Anissa Daoud, actrice et productrice franco-tunisienne se réjouit du "foisonnement d'un cinéma ayant les pieds ancrés dans le sol tunisien et la tête dans les problématiques du monde actuel". Elle fait état d'un "grand désir de voir des images du réel" dans la Tunisie post-révolution. "Le cinéma antérieur pouvait être politique mais pas de manière frontale", explique la productrice Dora Bouchoucha. "Il n'y avait pas de documentaire ou alors sur la danse ou le patrimoine..." "Le documentaire, c'est le thermomètre d'une démocratie", renchérit la réalisatrice Kaouther Ben Hania. Or, sous Zine El Abidine Ben Ali, "seul le pouvoir avait le droit de transmettre le réel à travers sa propagande".
On est avec vous
Au-delà de la censure pratiquée auparavant, "avec la libération de la parole" qu'a engendrée la révolution, "c'est surtout l'autocensure qui a disparu", relève Mme Bouchoucha. Lors du soulèvement populaire de 2010-2011, "beaucoup de jeunes ont pris des caméras et sont allés au front", raconte la réalisatrice Raja Amari.
"Souvent la révolution est en toile de fond" des films tunisiens de ces cinq dernières années, mais "on s'intéresse davantage aux thématiques sociales et à l'intime qui est universel", analyse Kaouther Ben Hania. "On a assisté à l'Histoire en mouvement et ce qui s'est passé pendant la révolution mérite réflexion, temps et distance". "Cette révolution a peut-être donné une force qui libère la tête, qui nous dit que c'est possible", avance Leyla Bouzid, réalisatrice de "A peine j'ouvre les yeux" (2015).
Dans ce film bourré d'énergie sur la soif de liberté et l'esprit contestataire de la jeune génération lors des années de dictature, la trentenaire a eu envie "d'aborder de manière directe les 20 années d'Etat policier, l'ambiance de peur dans laquelle on a vécu". La jeune femme a le sentiment d'avoir fait un "travail de mémoire" dans une Tunisie très largement amnésique. Pendant la longue ère Ben Ali, rappelle Nejib Belkadhi, acteur, producteur et réalisateur, "si on n'était pas dans la culture d'Etat, on était considéré comme étant contre l'Etat".

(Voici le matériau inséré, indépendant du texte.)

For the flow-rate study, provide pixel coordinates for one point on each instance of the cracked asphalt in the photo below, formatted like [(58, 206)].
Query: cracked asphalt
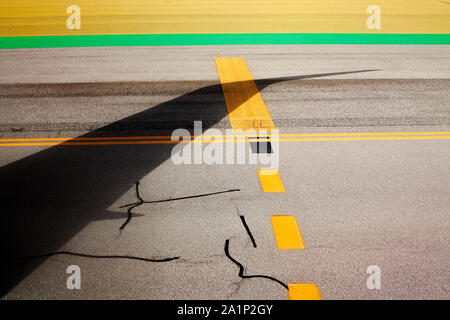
[(357, 203)]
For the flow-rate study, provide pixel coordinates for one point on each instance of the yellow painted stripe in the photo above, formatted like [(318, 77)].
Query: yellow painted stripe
[(18, 143), (246, 107), (304, 291), (230, 136), (48, 17), (286, 231), (270, 180)]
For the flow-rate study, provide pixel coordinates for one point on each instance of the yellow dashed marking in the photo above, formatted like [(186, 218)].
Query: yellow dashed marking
[(246, 107), (286, 231), (270, 180), (304, 291)]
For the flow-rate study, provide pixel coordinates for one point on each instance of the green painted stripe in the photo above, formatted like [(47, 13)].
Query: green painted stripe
[(219, 39)]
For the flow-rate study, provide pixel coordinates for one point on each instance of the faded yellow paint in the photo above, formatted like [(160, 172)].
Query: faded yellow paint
[(48, 17), (270, 180), (286, 231), (304, 291), (246, 107)]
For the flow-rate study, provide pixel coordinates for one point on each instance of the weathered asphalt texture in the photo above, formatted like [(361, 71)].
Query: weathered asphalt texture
[(357, 203)]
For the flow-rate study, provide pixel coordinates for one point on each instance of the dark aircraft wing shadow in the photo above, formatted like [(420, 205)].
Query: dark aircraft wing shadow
[(49, 196)]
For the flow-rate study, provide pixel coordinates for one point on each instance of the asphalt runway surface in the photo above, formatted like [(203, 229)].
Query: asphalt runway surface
[(357, 202)]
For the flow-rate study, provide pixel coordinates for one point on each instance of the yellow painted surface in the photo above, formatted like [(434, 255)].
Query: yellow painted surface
[(270, 180), (48, 17), (286, 231), (304, 291), (246, 107)]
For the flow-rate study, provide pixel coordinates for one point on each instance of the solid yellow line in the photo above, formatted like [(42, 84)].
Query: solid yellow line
[(232, 136), (286, 232), (270, 180), (304, 291), (217, 141), (246, 107)]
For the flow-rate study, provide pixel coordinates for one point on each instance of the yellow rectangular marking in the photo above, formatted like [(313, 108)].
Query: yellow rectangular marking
[(48, 17), (270, 180), (304, 291), (246, 107), (286, 231)]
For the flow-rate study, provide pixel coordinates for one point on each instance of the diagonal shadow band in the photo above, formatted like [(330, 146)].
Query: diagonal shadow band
[(51, 195)]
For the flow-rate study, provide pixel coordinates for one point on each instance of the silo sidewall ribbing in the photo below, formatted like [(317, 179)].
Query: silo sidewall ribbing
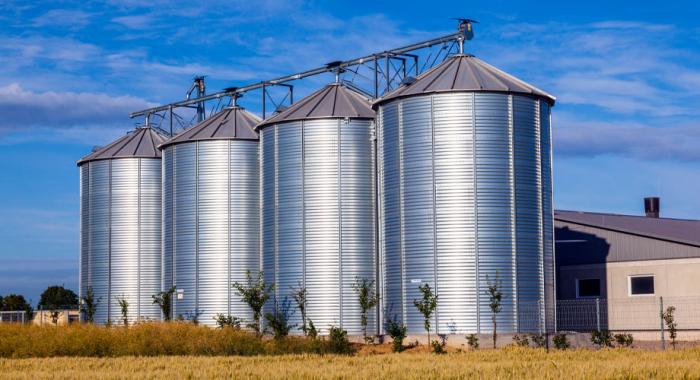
[(211, 221), (461, 179), (318, 217), (120, 236)]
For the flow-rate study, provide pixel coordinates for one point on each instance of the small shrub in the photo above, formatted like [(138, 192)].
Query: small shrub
[(521, 341), (671, 324), (539, 340), (561, 342), (473, 341), (624, 340), (439, 345), (278, 321), (397, 331), (311, 331), (223, 321), (602, 338), (338, 341)]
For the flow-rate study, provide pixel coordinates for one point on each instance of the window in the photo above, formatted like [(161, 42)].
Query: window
[(641, 285), (588, 288)]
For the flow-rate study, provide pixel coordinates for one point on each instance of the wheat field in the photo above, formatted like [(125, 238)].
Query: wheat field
[(510, 363)]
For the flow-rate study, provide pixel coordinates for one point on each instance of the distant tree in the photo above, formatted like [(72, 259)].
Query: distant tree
[(368, 299), (16, 302), (164, 300), (493, 290), (89, 304), (58, 297), (299, 296), (255, 294), (426, 306), (124, 306), (671, 324)]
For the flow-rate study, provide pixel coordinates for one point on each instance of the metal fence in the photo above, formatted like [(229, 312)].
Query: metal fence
[(630, 314)]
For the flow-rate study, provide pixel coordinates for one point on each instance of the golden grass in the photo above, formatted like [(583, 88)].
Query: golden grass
[(507, 363), (147, 339)]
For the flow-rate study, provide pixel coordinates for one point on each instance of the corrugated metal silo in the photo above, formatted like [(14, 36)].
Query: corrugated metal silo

Selon lui, la "movida" tunisienne actuelle s'inscrit "dans la continuité d'une génération de cinéastes de gauche, de soixante-huitards souvent formés en France, qui ont été cassés sous Ben Ali". Ces films du renouveau "s'exportent très bien, ont raflé des prix dans les festivals internationaux à Berlin, Venise ou Toronto et ont remporté un succès indéniable auprès du public aussi bien en Tunisie qu'à l'étranger", se félicite le producteur Imed Marzouk. "Il y a dix ans, on produisait deux ou trois films par an en Tunisie, aujourd'hui on en est à 15 ou 20", ajoute Mohamed Ben Attia, dont le long-métrage "Hedi" a notamment remporté le prix de la meilleure première oeuvre à la Berlinade 2016.
Pour sa part, Lotfi Achour, venu du théâtre, est en compétition pour l'Antigone d'Or de Cinemed avec son long-métrage, "Demain dès l'aube", portraits croisés de trois jeunes dans une Tunisie post-révolution qui oscille entre espoirs et déceptions.
Et "si le constat politique est à la désillusion aujourd'hui en Tunisie", souligne Christophe Leparc, "c'est à nous, sur l'autre rive de la Méditerranée, de dire +on est avec vous+".